Scholars or pedants. What are autistics more likely to be?
In a science book I'm reading about the history of life on Earth before the first appearance of homo sapiens , the author distinguishes between scholarship and pedantry.
He writes:
Scholarship at its best is about adding to knowledge, and the scholar remains for ever a student, even as he or she acquires more knowledge of their field than anyone else alive. Such people nearly always remaim humble in the face of what they still do not know, for above all they understand that the task of comprehending history, or even enumerating its facts, is altogether impossibly huge. [...] The pedant, by contrast, acquires a detailed knowledge of some small thing, and then proceeds to round upon any person bold enough to infrionge his small area. Rather than being in awe of history, he denies the magnitude of the task to hand by small-mindedness, by guarding some small piece of the past with pettifogging pickiness, ardent to assert his command of every last footnote and detail.
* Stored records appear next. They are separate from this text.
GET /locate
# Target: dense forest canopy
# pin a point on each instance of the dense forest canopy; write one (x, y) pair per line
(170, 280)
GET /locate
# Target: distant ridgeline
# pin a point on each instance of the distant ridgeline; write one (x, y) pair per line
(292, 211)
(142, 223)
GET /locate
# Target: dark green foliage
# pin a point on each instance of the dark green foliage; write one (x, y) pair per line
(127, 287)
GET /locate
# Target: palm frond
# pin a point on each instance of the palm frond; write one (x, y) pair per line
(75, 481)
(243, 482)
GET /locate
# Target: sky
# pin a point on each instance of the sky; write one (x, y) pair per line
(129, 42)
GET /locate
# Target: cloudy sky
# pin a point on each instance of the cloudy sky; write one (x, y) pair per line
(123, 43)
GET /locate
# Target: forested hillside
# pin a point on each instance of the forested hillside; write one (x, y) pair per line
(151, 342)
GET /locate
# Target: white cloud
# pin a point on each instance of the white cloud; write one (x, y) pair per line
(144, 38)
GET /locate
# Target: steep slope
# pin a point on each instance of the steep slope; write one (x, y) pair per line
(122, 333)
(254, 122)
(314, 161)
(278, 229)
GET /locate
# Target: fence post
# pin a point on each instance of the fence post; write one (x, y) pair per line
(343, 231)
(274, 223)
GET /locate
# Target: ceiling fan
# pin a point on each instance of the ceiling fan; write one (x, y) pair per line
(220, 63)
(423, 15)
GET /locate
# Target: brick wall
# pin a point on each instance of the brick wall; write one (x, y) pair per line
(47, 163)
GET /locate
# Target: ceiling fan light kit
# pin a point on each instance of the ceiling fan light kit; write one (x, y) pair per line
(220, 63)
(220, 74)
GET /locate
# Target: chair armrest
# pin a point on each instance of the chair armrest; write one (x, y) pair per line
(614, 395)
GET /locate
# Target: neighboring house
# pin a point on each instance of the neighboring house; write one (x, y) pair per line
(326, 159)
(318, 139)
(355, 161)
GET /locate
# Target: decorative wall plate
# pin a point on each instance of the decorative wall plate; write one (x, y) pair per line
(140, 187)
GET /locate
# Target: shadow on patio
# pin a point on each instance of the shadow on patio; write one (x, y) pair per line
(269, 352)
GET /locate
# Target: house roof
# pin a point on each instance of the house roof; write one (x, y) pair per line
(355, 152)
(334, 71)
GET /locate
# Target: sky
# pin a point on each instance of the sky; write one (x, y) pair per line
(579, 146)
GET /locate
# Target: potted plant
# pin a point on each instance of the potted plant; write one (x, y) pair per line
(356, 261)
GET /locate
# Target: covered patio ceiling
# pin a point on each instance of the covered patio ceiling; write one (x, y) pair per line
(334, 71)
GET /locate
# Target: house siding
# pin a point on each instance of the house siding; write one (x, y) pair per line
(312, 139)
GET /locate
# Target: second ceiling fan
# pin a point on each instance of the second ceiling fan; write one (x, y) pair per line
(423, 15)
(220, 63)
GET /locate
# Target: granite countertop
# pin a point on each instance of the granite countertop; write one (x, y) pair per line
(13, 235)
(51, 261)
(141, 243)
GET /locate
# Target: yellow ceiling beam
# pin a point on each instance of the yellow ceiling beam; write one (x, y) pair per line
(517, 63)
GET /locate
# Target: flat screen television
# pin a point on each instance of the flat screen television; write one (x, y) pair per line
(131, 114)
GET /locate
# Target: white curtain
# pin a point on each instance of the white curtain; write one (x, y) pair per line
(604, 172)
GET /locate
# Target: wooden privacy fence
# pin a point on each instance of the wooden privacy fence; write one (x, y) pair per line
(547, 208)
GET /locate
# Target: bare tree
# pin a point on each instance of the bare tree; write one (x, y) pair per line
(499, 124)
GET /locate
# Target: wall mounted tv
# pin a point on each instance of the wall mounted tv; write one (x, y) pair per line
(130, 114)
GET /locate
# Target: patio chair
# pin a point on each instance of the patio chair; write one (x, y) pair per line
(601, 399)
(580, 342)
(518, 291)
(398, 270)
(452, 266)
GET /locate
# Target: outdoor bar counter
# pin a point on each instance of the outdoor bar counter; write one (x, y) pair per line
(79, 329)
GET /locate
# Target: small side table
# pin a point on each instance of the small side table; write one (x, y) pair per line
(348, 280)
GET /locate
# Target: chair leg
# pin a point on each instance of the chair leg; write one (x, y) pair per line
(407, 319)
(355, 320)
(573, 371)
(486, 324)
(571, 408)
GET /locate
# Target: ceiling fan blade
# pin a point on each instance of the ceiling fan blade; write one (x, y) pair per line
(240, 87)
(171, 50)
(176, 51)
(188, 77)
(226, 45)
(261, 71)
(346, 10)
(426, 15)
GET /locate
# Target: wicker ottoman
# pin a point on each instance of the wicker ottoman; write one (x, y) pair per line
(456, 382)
Does the autistic tendency to perseverate on a particular subject make autistics more likely to be pedants than scholars? Of course one can acquire a detailed knowledge of a particular subject, but still have the humility of the scholar.
I think what the author is talking about there, is the type of person who becomes such a self-appointed expert in his field, that as new information comes in, he refuses to adapt his old notions to accept the new data. The old fashioned "If man were meant to fly, he'd have been born with wings" sort of physicist.
I've read that it takes a full generation among scientists of any field for any radical new theoretical model to be fully accepted, because the existing school of pedantry has to literally die off in order before the stubborn refusal to even look at new ideas can be overcome.
Aspies have issues with sudden change in their social environment, but I don't know that that would make them any more or less resistant to new ideas in their fields of interest than anyone else. I'm always interested in hearing new ideas and possibilities in a field that fascinates me, but ultimately they have to pass the BS test.
Both. Einstein himself is a good example. In his later years his pedantic, stubborn dislike of Quantum Mechanics caused him to become disconnected from the theoretical physics community.
As an example of "the old guard" not accepting the new:
Ignaz Semmelweis
From Wikipedia, the free encyclopedia
Ignaz Philipp Semmelweis (July 1, 1818 - August 13, 1865), also Ignac Semmelweis (born Semmelweis Ignác Fülöp), [1][2] [2] was a Hungarian physician called the "savior of mothers" [3] [4] who discovered, by 1847,[3] that the incidence of puerperal fever could be drastically cut by use of hand washing standards in obstetrical clinics.[3] Puerperal fever (or childbed fever) was common in mid-19th-century hospitals and often fatal, with mortality at 10%-35%. [5]
While working at the Vienna General Hospital in Austria, Semmelweis discovered in 1847 that hand washing with chlorinated lime solutions reduced the incidence of fatal puerperal fever from about 10 percent (range 5-30 percent) to about 1-2 percent. At the time, diseases were attributed to many different and unrelated causes. Each case was considered unique, just like a human person is unique. Semmelweis' hypothesis, that there was only one cause, that all that mattered was cleanliness, was extreme at the time, and was largely ignored, rejected or ridiculed. He was dismissed from his hospital and had difficulty finding employment as a medical doctor.
Semmelweis was outraged by the indifference of the medical profession and began writing open and increasingly angry letters to prominent European obstetricians, at times denouncing them as irresponsible murderers. His contemporaries, including his wife, believed he was losing his mind and he was in 1865 committed to an asylum (mental institution). Semmelweis died there only 14 days later, possibly after being severely beaten by guards.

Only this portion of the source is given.